Forum Discussion
NimbostratusSSL Hook command
Hello,
Is it possible to invalide a TLS browsing session? i.e. with client using chrome browser and a VIP configured on F5 with client certificate requirement will not ask for client certificate second time if request is sent in same session (hitting F5 button on keyboard). Is there a command in F5 which can force chrome browser to ask for client certificate in every request?
Thank you.
3 Replies
- Kevin_Stewart
Employee
You can definitely invalidate an SSL session with the SSL::session invalidate command:
https://devcentral.f5.com/wiki/iRules.SSL__session.ashx
But getting the browser to actually prompt more than once is generally not something that can be controlled. Most browsers will remember the last selection and reselect the same certificate if the server requests it repeatedly.
Hi, have you tried the "frequency" option in the client auth section of the Client SSL profile?
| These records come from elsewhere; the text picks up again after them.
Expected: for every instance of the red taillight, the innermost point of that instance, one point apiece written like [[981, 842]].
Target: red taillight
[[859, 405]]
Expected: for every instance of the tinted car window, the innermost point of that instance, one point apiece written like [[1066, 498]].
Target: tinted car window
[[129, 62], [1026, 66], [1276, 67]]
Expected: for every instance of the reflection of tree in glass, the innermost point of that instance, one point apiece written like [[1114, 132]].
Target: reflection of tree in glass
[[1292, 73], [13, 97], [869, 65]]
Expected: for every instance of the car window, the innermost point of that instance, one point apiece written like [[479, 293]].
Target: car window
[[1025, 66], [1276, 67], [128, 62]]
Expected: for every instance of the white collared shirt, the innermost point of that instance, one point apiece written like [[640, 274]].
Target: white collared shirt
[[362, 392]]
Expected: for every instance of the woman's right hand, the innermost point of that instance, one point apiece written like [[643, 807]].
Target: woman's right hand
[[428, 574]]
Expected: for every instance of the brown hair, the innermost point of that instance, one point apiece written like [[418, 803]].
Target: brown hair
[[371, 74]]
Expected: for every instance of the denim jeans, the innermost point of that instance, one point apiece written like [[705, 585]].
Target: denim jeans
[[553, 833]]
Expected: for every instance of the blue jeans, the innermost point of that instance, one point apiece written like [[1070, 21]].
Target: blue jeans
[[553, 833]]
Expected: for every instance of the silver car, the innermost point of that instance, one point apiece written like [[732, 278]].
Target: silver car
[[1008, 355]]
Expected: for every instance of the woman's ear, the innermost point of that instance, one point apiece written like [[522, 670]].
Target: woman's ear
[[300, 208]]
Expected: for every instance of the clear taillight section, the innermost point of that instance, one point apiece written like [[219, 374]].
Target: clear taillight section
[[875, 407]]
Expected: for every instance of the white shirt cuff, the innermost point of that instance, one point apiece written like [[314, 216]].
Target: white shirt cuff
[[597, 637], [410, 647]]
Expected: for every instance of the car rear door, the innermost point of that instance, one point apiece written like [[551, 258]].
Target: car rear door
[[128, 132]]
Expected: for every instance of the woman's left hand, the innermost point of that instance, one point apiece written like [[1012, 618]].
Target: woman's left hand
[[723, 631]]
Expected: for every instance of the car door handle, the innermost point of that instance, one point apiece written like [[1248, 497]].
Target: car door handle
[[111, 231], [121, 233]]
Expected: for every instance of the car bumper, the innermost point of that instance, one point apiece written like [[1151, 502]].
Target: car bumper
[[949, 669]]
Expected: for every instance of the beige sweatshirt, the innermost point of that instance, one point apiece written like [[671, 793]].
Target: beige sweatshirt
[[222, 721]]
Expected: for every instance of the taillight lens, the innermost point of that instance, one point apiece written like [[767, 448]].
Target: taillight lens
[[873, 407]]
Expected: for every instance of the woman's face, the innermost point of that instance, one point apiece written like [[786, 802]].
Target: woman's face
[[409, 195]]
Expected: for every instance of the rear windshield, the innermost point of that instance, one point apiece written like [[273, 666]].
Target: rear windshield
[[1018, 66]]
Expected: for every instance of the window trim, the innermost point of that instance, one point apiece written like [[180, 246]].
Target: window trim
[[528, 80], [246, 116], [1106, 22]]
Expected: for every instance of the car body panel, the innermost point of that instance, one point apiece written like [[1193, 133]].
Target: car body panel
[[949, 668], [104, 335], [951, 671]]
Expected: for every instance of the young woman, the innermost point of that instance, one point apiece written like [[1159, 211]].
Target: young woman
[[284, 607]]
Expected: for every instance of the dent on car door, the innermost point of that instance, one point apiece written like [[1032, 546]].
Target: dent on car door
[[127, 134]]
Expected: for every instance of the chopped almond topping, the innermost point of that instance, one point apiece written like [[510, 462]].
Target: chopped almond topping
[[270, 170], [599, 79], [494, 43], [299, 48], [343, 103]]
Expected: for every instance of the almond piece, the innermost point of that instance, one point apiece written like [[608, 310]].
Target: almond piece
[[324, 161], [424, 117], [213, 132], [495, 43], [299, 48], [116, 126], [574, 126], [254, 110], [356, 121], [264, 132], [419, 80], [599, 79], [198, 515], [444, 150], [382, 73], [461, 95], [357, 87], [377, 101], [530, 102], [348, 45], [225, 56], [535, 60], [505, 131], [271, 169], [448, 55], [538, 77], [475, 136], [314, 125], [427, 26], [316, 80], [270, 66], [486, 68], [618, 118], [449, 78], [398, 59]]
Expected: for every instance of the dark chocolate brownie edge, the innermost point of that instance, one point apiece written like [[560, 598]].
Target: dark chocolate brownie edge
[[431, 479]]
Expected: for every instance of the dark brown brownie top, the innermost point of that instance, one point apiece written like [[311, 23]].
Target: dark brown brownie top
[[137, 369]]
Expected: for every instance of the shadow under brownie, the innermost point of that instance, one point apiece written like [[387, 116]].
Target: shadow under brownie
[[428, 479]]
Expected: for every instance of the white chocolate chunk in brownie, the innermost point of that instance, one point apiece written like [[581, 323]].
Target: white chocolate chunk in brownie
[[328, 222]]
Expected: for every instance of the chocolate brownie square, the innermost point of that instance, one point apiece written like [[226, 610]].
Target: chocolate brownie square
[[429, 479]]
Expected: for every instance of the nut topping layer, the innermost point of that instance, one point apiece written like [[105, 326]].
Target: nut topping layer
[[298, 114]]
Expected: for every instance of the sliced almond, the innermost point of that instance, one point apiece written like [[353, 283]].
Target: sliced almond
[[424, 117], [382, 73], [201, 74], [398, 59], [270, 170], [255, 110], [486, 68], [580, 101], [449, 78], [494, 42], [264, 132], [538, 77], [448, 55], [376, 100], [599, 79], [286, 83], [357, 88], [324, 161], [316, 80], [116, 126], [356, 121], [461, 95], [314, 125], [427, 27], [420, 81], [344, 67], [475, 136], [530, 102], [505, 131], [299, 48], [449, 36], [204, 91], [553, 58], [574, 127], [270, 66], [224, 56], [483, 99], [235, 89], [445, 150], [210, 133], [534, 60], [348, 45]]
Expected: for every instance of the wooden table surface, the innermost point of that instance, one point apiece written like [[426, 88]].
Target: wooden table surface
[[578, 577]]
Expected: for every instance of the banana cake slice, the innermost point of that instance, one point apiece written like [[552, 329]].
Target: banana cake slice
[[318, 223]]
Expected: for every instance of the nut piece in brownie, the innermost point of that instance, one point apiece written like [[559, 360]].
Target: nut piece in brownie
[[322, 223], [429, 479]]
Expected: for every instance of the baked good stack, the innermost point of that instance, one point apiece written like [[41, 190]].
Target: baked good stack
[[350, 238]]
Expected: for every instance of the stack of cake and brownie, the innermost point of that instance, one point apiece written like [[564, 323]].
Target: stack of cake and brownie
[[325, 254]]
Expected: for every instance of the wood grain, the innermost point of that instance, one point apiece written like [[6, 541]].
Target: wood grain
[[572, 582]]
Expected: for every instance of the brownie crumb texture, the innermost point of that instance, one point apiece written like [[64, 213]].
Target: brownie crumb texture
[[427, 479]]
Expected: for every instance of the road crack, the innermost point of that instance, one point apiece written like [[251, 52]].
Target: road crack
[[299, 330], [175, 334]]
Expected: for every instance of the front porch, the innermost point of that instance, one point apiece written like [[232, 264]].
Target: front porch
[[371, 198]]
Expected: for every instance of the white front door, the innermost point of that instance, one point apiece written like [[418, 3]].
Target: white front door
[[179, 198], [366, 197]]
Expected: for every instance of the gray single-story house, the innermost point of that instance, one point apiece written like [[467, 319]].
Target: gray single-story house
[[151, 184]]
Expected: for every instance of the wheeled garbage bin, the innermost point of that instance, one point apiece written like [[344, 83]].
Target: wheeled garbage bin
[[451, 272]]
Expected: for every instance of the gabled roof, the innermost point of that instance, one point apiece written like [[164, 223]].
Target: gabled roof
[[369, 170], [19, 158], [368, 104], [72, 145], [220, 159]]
Once: Specifies that the system authenticates the client once for an SSL session. Always: Specifies that the system authenticates the client once for an SSL session and also upon reuse of that session.- Kevin_Stewart
The frequency setting will determine how often the client certificate is requested, based on the establishment of a resumable SSL session ID. But none of the client SSL profile settings will control if and when the browser will actually prompt the user with a new cert selection. The client cert request in the SSL renegotiations may be happening frequently, but the browser will usually continue to select the original client cert.